Here, Defendant voluntarily paid Plaintiff all benefits due under the terms of the Policy as well as placed his claim back on active status. In fact, with the exception of Plaintiff's requests for attorney's fees and an injunction, Defendant has fully complied with all of Plaintiff's demands. As in OSHA Data and West, Defendant's voluntary actions have eliminated the basis for Plaintiff's claim. Since Defendant has given Plaintiff exactly what he asked for, there is no longer a genuine issue as to any material fact. Therefore, Defendant is entitled to judgment as a matter of law because there is no justiciable issue before this Court.
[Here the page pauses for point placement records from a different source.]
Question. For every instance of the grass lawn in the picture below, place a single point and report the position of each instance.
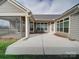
(6, 42)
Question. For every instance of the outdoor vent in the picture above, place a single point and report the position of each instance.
(2, 1)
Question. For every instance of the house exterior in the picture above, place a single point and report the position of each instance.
(22, 22)
(43, 23)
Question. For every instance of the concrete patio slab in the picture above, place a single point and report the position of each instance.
(27, 46)
(44, 44)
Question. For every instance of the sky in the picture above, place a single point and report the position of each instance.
(48, 6)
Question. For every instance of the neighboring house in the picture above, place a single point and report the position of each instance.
(22, 22)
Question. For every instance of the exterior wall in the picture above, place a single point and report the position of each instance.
(9, 8)
(74, 26)
(49, 26)
(55, 27)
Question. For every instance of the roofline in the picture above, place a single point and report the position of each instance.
(19, 5)
(72, 8)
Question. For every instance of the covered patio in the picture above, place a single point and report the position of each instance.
(17, 27)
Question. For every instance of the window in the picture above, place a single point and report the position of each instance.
(61, 25)
(66, 25)
(31, 26)
(38, 26)
(57, 27)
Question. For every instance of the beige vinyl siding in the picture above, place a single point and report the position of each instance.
(74, 26)
(9, 8)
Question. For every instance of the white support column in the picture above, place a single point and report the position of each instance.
(27, 30)
(50, 27)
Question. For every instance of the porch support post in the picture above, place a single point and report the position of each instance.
(27, 30)
(50, 27)
(20, 26)
(33, 26)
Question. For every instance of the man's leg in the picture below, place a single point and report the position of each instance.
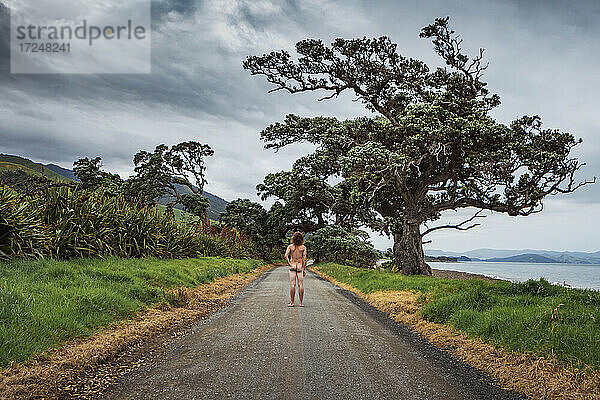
(300, 287)
(292, 287)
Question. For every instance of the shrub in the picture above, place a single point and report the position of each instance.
(22, 233)
(335, 244)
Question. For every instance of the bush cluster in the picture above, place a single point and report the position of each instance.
(334, 243)
(65, 223)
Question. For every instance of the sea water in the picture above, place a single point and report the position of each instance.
(574, 275)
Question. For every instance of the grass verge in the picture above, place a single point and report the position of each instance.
(535, 338)
(44, 302)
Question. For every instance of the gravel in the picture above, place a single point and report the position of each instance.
(336, 347)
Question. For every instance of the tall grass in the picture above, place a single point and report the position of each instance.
(65, 223)
(533, 316)
(45, 302)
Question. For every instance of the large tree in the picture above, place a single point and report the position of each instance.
(432, 145)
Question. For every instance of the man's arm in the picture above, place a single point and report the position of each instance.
(287, 256)
(304, 259)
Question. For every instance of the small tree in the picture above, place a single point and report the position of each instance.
(166, 170)
(337, 244)
(433, 145)
(91, 176)
(266, 228)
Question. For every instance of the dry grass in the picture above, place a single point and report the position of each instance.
(71, 370)
(535, 377)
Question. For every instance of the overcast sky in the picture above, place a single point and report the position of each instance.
(543, 56)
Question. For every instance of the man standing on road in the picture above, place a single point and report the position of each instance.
(295, 256)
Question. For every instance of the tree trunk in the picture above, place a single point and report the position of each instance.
(408, 249)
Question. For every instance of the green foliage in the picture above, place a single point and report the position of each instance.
(267, 229)
(91, 177)
(91, 224)
(65, 223)
(195, 204)
(533, 316)
(159, 173)
(337, 244)
(45, 302)
(22, 232)
(433, 145)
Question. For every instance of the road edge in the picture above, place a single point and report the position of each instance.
(84, 368)
(521, 374)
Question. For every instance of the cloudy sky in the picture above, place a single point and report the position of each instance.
(543, 57)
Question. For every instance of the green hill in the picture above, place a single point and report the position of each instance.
(9, 162)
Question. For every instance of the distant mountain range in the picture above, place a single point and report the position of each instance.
(525, 255)
(10, 162)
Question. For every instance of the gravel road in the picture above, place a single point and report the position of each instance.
(336, 347)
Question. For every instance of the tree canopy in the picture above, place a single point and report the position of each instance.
(432, 145)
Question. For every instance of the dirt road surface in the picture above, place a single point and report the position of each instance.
(336, 347)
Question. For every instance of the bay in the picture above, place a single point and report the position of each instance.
(585, 276)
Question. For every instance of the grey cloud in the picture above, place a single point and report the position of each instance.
(543, 57)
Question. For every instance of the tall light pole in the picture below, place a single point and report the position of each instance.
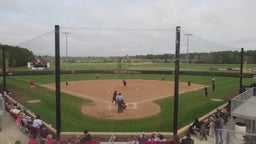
(188, 35)
(66, 34)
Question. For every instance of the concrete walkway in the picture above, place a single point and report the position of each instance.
(10, 131)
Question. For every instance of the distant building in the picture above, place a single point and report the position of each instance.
(38, 64)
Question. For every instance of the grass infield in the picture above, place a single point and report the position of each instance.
(191, 105)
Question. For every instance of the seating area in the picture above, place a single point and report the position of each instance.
(24, 118)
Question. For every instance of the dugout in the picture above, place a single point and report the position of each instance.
(243, 116)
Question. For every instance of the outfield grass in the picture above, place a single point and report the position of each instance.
(147, 66)
(191, 105)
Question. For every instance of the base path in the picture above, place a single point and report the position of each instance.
(139, 96)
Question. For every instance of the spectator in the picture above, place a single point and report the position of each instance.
(17, 142)
(120, 100)
(143, 137)
(33, 139)
(187, 140)
(85, 137)
(195, 126)
(203, 133)
(218, 126)
(49, 139)
(176, 139)
(160, 137)
(37, 122)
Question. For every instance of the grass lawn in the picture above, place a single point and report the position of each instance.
(191, 105)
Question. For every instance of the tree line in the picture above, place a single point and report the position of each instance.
(18, 57)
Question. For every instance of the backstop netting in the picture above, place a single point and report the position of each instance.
(119, 45)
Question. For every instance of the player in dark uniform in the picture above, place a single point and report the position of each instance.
(124, 83)
(114, 97)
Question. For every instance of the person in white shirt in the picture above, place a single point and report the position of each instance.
(37, 122)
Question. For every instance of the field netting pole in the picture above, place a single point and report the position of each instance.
(176, 83)
(4, 71)
(57, 80)
(241, 70)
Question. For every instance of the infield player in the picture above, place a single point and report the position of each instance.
(120, 100)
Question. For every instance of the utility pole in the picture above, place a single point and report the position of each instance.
(66, 34)
(188, 35)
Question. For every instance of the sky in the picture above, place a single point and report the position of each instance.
(128, 27)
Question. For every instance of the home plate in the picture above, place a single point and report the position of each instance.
(213, 99)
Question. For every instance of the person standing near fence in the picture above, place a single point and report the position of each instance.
(213, 83)
(1, 111)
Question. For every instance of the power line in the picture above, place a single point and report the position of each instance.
(37, 37)
(122, 29)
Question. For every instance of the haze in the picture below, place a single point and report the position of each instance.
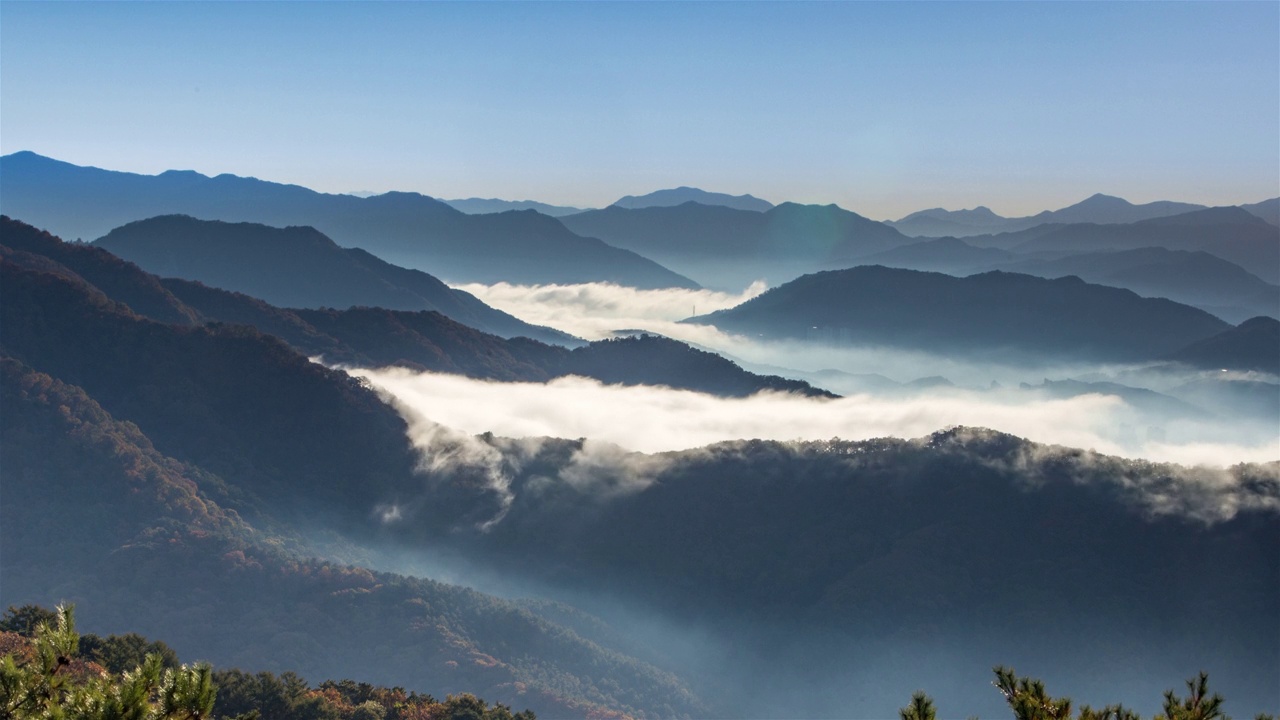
(881, 108)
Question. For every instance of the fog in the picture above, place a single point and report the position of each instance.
(600, 310)
(654, 419)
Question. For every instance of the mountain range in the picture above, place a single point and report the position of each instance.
(1189, 277)
(406, 228)
(684, 194)
(728, 247)
(1097, 209)
(991, 314)
(199, 469)
(368, 336)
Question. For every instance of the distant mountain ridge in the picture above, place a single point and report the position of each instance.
(1097, 209)
(1192, 277)
(728, 247)
(487, 205)
(379, 337)
(405, 228)
(298, 267)
(987, 314)
(684, 194)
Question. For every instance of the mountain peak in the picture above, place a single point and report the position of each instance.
(685, 194)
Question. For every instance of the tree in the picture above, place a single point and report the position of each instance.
(919, 709)
(42, 684)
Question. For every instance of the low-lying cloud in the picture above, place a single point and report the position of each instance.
(595, 310)
(654, 419)
(598, 310)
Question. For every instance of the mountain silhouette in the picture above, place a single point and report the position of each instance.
(376, 336)
(1253, 345)
(988, 314)
(681, 195)
(1097, 209)
(727, 247)
(298, 268)
(406, 228)
(487, 205)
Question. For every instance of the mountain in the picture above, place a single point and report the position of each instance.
(1096, 209)
(1253, 345)
(177, 481)
(937, 222)
(380, 337)
(827, 569)
(990, 314)
(1107, 209)
(138, 541)
(405, 228)
(1184, 276)
(1141, 399)
(681, 195)
(1269, 210)
(487, 205)
(1229, 233)
(727, 247)
(300, 267)
(942, 255)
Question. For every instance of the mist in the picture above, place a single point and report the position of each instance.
(656, 419)
(602, 310)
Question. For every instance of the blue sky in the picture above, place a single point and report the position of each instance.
(881, 108)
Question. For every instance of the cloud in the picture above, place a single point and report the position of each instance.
(652, 419)
(598, 310)
(595, 310)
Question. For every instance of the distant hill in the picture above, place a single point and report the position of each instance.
(1097, 209)
(681, 195)
(937, 222)
(942, 255)
(987, 315)
(1253, 345)
(379, 337)
(1184, 276)
(298, 268)
(487, 205)
(406, 228)
(727, 247)
(1229, 233)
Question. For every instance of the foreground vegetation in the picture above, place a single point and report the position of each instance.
(50, 671)
(1031, 701)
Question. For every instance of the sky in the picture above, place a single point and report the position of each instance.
(880, 108)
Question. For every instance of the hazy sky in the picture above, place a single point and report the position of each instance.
(882, 108)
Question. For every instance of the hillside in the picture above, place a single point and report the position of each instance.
(727, 247)
(298, 268)
(1229, 233)
(965, 540)
(1096, 209)
(1253, 345)
(990, 314)
(375, 336)
(405, 228)
(684, 194)
(487, 205)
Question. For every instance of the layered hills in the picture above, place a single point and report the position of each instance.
(173, 478)
(1096, 209)
(406, 228)
(728, 247)
(366, 336)
(1189, 277)
(684, 194)
(986, 314)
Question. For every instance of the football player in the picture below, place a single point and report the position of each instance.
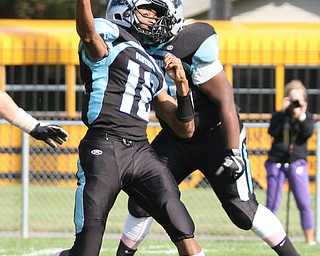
(121, 82)
(218, 146)
(49, 133)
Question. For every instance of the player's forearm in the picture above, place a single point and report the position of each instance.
(85, 20)
(8, 108)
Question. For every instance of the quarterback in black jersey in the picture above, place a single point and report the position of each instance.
(121, 82)
(218, 145)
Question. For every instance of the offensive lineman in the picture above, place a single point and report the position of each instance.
(218, 146)
(121, 80)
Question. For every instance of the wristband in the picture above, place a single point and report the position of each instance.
(185, 111)
(233, 152)
(24, 121)
(302, 117)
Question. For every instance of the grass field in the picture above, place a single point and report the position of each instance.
(149, 247)
(51, 227)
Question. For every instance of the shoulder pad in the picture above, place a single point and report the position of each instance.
(106, 29)
(189, 39)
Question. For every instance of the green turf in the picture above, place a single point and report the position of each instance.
(149, 247)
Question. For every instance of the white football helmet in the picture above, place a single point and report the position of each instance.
(123, 12)
(176, 11)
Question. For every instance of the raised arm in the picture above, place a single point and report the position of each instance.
(180, 117)
(49, 133)
(96, 49)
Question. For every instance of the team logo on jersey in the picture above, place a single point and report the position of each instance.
(96, 152)
(170, 47)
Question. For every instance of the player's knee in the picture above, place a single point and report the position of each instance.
(241, 213)
(179, 224)
(136, 211)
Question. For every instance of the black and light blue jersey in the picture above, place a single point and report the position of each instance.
(120, 87)
(198, 48)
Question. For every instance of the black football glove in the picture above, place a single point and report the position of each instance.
(49, 133)
(232, 165)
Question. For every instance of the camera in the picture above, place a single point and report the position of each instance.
(294, 103)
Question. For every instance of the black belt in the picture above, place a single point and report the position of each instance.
(124, 141)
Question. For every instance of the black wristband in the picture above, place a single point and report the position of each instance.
(185, 111)
(233, 152)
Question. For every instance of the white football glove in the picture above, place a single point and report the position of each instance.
(232, 165)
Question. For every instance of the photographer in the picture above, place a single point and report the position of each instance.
(290, 128)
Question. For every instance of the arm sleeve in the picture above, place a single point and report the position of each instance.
(205, 62)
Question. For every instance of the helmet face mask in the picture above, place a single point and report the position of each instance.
(126, 12)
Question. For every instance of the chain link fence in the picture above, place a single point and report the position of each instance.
(37, 186)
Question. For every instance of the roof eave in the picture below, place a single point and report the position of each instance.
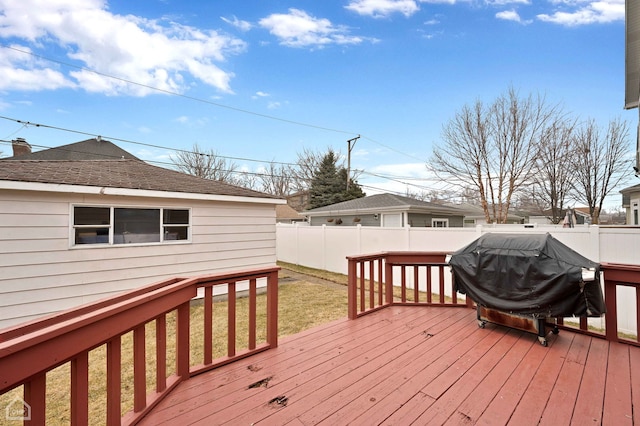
(127, 192)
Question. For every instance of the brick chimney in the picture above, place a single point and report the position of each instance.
(20, 147)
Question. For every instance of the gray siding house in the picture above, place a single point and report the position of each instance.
(386, 210)
(76, 230)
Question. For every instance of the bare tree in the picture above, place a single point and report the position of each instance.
(307, 165)
(276, 179)
(493, 149)
(598, 163)
(551, 183)
(206, 164)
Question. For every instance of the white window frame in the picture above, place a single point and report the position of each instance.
(435, 220)
(111, 240)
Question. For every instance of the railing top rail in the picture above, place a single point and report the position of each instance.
(622, 266)
(50, 343)
(622, 273)
(12, 332)
(400, 255)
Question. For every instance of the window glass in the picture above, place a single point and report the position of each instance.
(172, 233)
(120, 225)
(175, 217)
(91, 215)
(133, 226)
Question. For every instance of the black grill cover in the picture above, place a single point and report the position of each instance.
(534, 275)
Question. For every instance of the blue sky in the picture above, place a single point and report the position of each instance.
(265, 80)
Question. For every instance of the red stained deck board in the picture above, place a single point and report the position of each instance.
(481, 397)
(634, 353)
(375, 370)
(533, 402)
(231, 386)
(228, 401)
(368, 392)
(588, 408)
(559, 409)
(473, 377)
(617, 398)
(406, 414)
(401, 385)
(507, 398)
(320, 400)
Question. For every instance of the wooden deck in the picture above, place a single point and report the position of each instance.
(416, 365)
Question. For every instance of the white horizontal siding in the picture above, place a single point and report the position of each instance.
(40, 273)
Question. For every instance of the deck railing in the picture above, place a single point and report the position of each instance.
(392, 278)
(388, 278)
(28, 352)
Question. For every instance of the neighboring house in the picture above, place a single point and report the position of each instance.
(631, 203)
(286, 214)
(386, 210)
(73, 231)
(474, 215)
(577, 215)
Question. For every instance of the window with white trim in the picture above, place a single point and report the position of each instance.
(439, 223)
(129, 225)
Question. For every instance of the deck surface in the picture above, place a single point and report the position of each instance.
(415, 365)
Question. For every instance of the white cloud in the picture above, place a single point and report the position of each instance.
(237, 23)
(383, 8)
(299, 29)
(583, 12)
(511, 15)
(152, 53)
(506, 2)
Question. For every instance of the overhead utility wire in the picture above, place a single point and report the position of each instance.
(169, 92)
(40, 125)
(193, 98)
(79, 132)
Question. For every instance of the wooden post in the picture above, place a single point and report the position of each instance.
(272, 309)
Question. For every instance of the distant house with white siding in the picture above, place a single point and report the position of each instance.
(386, 210)
(76, 230)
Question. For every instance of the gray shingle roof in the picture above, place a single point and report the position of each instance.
(90, 149)
(384, 201)
(124, 173)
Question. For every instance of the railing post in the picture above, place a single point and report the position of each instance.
(182, 341)
(611, 317)
(388, 283)
(80, 389)
(35, 399)
(272, 309)
(352, 293)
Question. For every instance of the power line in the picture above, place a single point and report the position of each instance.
(169, 92)
(205, 101)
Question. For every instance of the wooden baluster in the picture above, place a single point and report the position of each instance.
(231, 319)
(272, 309)
(208, 325)
(114, 369)
(161, 353)
(80, 389)
(252, 313)
(139, 369)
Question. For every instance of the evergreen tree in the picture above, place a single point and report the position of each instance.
(329, 183)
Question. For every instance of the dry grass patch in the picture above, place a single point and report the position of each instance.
(302, 305)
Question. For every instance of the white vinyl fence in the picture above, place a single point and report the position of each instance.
(326, 247)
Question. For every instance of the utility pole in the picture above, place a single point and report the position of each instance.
(350, 144)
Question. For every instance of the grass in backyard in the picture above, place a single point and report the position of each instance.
(302, 305)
As such, Defendant's Motion for Summary Judgment is granted and Plaintiff's Complaint and Defendant's counterclaim are dismissed as moot.

C. Attorney's Fees

Plaintiff seeks attorney's fees in this matter. Attorney's fees and costs are not generally recoverable absent explicit congressional authorization. Anders v. SPA Corp., 164 F.R.D. 383, 388 (D.N.J. 1995). Under New Jersey law, the court is allowed to award counsel fees in favor of a successful claimant in an action upon a liability or indemnity policy. See N.J. Ct. R. 4:42-9(a)(6), Comment 2.6 (Gann 2008)(while the failure to defend is the classic basis of an action on the policy, it is by no means the exclusive one, and the rule is intended to cover all such actions, including those brought by third-party beneficiaries, in which the insurer and indemnitor is found therein to have failed to comply with its contractual undertakings).

Here, there is neither statutory authorization nor any provision in the insurance policy that provides for attorney's fees. Furthermore, this case does not present the type of claim where attorney fees are appropriate under New Jersey Court Rule 4:42-9(a)(6). Therefore, Plaintiff is not entitled to attorney's fees.

Hypothetically, the Court notes that attorney's fees may be awarded if Plaintiff were to succeed on a bad faith claim against Defendant. However, since that claim is not before the Court, there is no need to discuss its merits. The Court's dismissal of Plaintiff's claim here is because there is no longer a case or controversy. The dismissal is without prejudice to Plaintiff so that he may file a subsequent complaint alleging bad faith if justified.

D. Injunctive Relief

Plaintiff also seeks injunctive relief from the Court so that Defendant will immediately cease surveillance of Plaintiff and his family.

A plaintiff is not entitled to equitable relief in the form of an order requiring the insurer to make future payments on a disability policy. Doe v. Provident Life & Accident Ins. Co., 936 F. Supp. 302 (E.D. Pa. 1996). Rather, the Doe court found that the insured had only a legal right to the contract benefits which has accrued to date. Id. Moreover, the Court has previously held that a mere denial of benefits under a policy for medical reasons was not an anticipatory breach of the entire contract, causing all potential future benefits for the life expectancy of the insured the become due and owning. Lauro v. Metropolitan Life Ins. Co., 80 F. Supp. 377 (D.N.J. 1948).

Here, the future issue is whether Plaintiff will continue to be disabled in order to be entitled to benefits under the policy. Equitable is entitled, as an insurance company, to conduct future surveillance of Plaintiff if it deems necessary to determining whether he continues to be disabled. Pursuant to Doe and Lauro, the Court cannot make determinations on what may or may not happen in the future with respect to Plaintiff's medical condition. Accordingly, Plaintiff is not entitled to injunctive relief.

III. CONCLUSION

For the reasons stated herein, Defendant's Motion for Summary Judgment is granted and Plaintiff's case is dismissed without prejudice as moot. Defendant's counterclaim is also dismissed. Furthermore, Plaintiff is not entitled to attorney's fees or injunctive relief. An appropriate Order accompanies this Memorandum Opinion.